Archéologue sautant à l'eau pour descendre sur l'épave de l'Empress of Ireland à partir du navire de recherche du SAS, l'Investigator.

Naufrage de l'Empress of Ireland: un «mystère» enfin résolu?

Le mystère entourant les causes exactes du naufrage de l'Empress of Ireland au large de Sainte-Luce-sur-Mer, près de Rimouski, pourrait trouver une réponse avec la nouvelle cartographie en 3D de cette épave centenaire, notamment du gouvernail, réalisée par le Service d'archéologie subaquatique de Parcs Canada.

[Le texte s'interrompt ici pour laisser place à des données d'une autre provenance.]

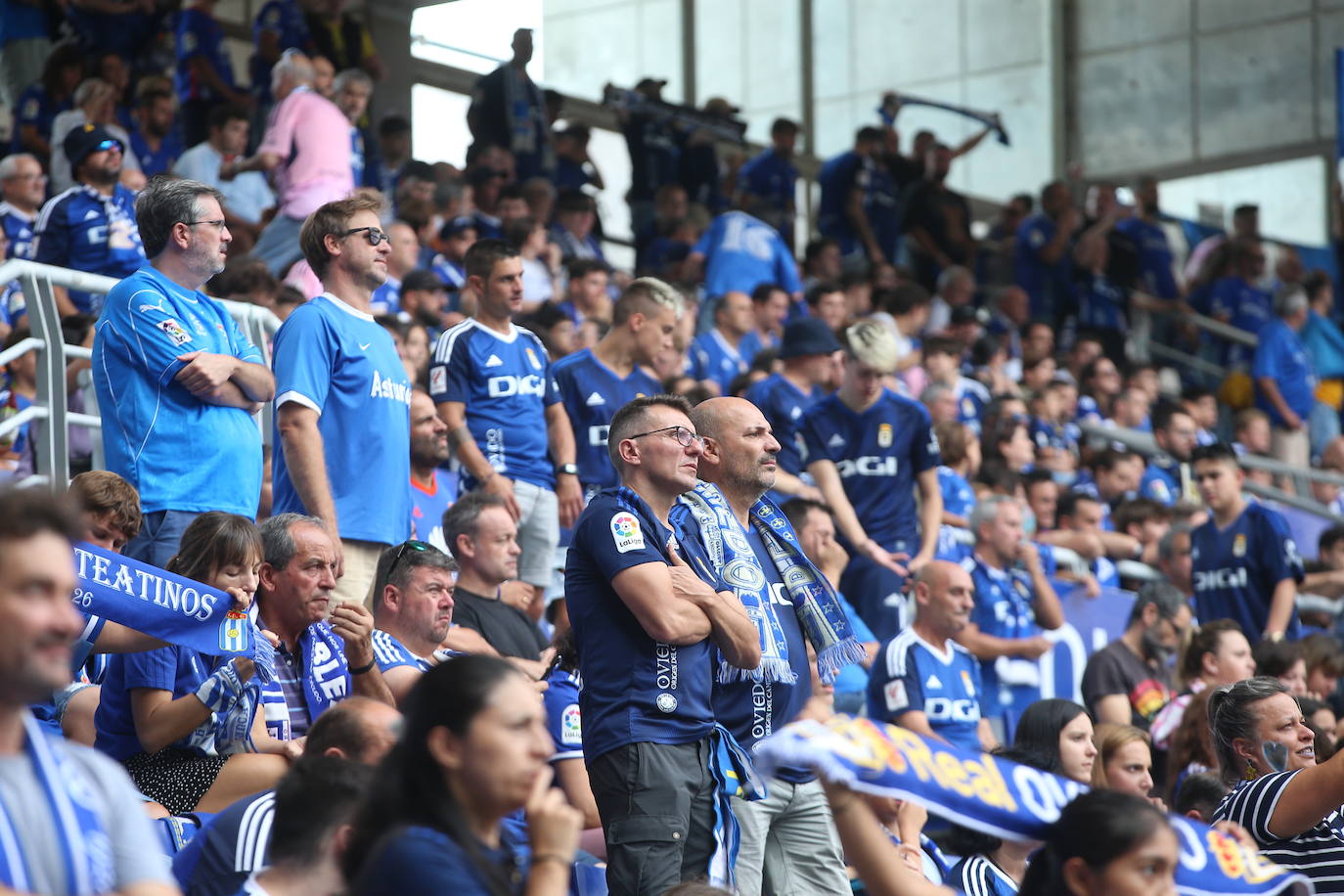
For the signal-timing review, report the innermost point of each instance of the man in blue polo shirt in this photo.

Ce gouvernail est soupçonné d'avoir contribué indirectement à la collision avec le charbonnier norvégien, le Storstad, le 29 mai 1914. Les plans de remplacement de ce gouvernail n'ont jamais été trouvés. «Il a été question que le gouvernail ne répondait pas bien, dans un témoignage isolé. On va analyser, sous l'eau, sa construction, prendre une photogrammétrie, par sa forme et en le mesurant. Ce sera un élément de plus de compréhension historique», suggère Charles Dagneau, archéologue responsable du projet au Service d'archéologie subaquatique de Parcs Canada. Ce dernier a plongé sur cette épave qui gît entre 30 à 45 mètres de profondeur, à la limite de la plongée en scaphandre autonome.

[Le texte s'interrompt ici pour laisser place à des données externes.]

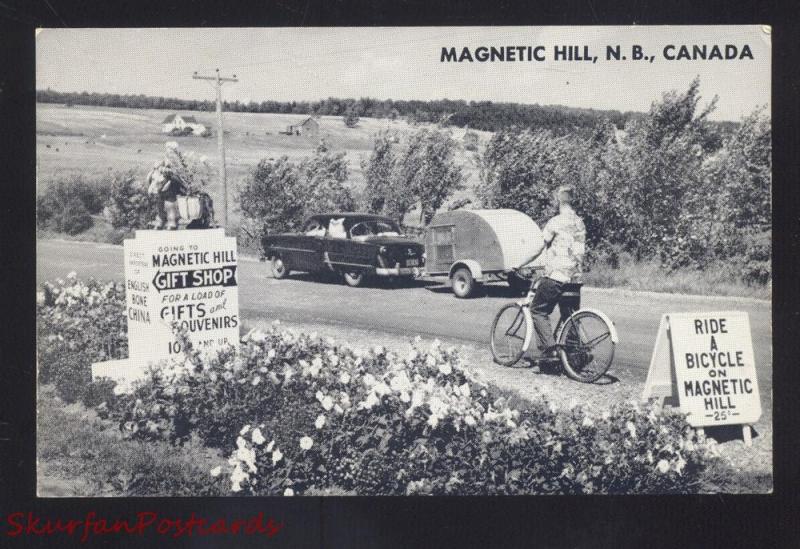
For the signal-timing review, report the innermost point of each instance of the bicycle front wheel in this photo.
(587, 346)
(510, 334)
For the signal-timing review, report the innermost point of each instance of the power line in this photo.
(218, 81)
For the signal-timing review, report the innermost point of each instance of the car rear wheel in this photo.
(463, 283)
(279, 269)
(354, 279)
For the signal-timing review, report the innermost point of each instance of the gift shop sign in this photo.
(705, 361)
(186, 279)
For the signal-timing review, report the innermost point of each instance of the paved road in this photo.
(426, 308)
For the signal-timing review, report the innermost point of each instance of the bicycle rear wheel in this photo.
(587, 346)
(509, 332)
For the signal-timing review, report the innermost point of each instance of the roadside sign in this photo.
(704, 363)
(186, 278)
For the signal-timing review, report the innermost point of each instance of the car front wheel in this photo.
(279, 269)
(354, 279)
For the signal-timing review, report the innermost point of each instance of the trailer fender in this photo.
(473, 266)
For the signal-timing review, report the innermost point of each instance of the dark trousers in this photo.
(550, 292)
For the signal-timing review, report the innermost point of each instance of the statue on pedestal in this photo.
(178, 202)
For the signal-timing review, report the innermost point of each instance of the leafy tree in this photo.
(351, 118)
(379, 171)
(279, 195)
(428, 171)
(130, 207)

Idéalement, M. Dagneau aimerait entrer à l'intérieur de la carcasse pour scruter le reste du mécanisme. «Je ne serai pas à l'aise d'y entrer et c'est très dangereux de passer à travers une dizaine de ponts dans une structure qui s'affaisse. On doit respecter des normes sévères de plongée. À 40 mètres de profondeur, on est limité à 15 minutes sous l'eau. On pourrait aussi utiliser une alimentation d'air en surface pour plonger ou un petit robot pour pénétrer dans l'épave quand on aura une meilleure connaissance du site», a expliqué l'archéologue.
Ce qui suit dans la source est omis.